The sequence likelihood is returned by the predict function. By setting decomp=TRUE the output is a matrix containing the probability of each of the symbol composing the sequence. The score $P^S(x)$ of a sequence $x$ represents the probability that the VLMC model stored by the PST $S$ generates $x$ . It can be turned into a more readable prediction quality measure such as the average log-loss

$logloss(S,x)=-\frac{1}{\ell} \sum_{i=1}^{\ell} \log_{2} P^{S}(x_{i}| x_{1}, \ldots, x_{i-1})=-\frac{1}{\ell} \log_{2} P^{S}(x)$

by using 'output=logloss'. The returned value is the average log-loss of each state in the sequence, which allows to compare the prediction for sequences of unequal lengths. The average log-loss can be interpreted as a residual, that is the distance between the prediction of a sequence by a PST $S$ and the perfect prediction $P(x)=1$ yielding $logloss(P^{S},x)=0$ . The lower the value of $logloss(P^{S},s)$ the better the sequence is predicted.
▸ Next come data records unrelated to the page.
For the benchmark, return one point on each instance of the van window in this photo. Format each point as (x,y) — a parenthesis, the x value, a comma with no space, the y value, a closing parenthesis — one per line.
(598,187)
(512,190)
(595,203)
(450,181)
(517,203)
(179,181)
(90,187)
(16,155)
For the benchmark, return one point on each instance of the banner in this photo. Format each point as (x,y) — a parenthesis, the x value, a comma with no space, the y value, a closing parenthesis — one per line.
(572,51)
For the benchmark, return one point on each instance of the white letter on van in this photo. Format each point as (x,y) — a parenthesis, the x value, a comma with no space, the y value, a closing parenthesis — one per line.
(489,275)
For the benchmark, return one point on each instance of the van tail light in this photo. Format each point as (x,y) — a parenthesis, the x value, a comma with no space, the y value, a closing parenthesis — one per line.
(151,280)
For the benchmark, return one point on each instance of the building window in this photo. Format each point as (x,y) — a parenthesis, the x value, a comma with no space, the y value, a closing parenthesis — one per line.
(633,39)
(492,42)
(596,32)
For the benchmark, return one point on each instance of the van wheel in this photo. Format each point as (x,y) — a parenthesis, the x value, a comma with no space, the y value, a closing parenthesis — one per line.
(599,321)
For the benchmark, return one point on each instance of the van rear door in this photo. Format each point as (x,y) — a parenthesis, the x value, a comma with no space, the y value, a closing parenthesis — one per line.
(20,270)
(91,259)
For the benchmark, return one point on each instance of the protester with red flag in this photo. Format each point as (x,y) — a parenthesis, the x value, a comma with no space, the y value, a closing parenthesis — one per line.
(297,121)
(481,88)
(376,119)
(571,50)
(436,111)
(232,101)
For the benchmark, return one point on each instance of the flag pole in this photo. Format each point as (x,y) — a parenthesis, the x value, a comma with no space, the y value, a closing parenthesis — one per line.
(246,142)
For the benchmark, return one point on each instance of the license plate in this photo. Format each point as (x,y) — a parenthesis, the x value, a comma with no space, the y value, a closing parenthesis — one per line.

For more details, see Gabadinho 2016.

Value

Either a vector of sequence probabilities (decomp=FALSE) or a matrix (if decomp=FALSE) containing for each sequence (row) the probability of each state in columns.

Author(s)

Alexis Gabadinho

References

Gabadinho, A. & Ritschard, G. (2016) Analyzing State Sequences with Probabilistic Suffix Trees: The PST R Package. Journal of Statistical Software, 72(3), 1-39.

Examples

data(s1)
s1 <- seqdef(s1)

S1 <- pstree(s1, L=3, nmin=2, ymin=0.001)
S1 <- prune(S1, gain="G1", C=1.20, delete=FALSE)

predict(S1, s1, decomp=TRUE)
predict(S1, s1)
data(s1)
s1 <- seqdef(s1)

S1 <- pstree(s1, L=3, nmin=2, ymin=0.001)
S1 <- prune(S1, gain="G1", C=1.20, delete=FALSE)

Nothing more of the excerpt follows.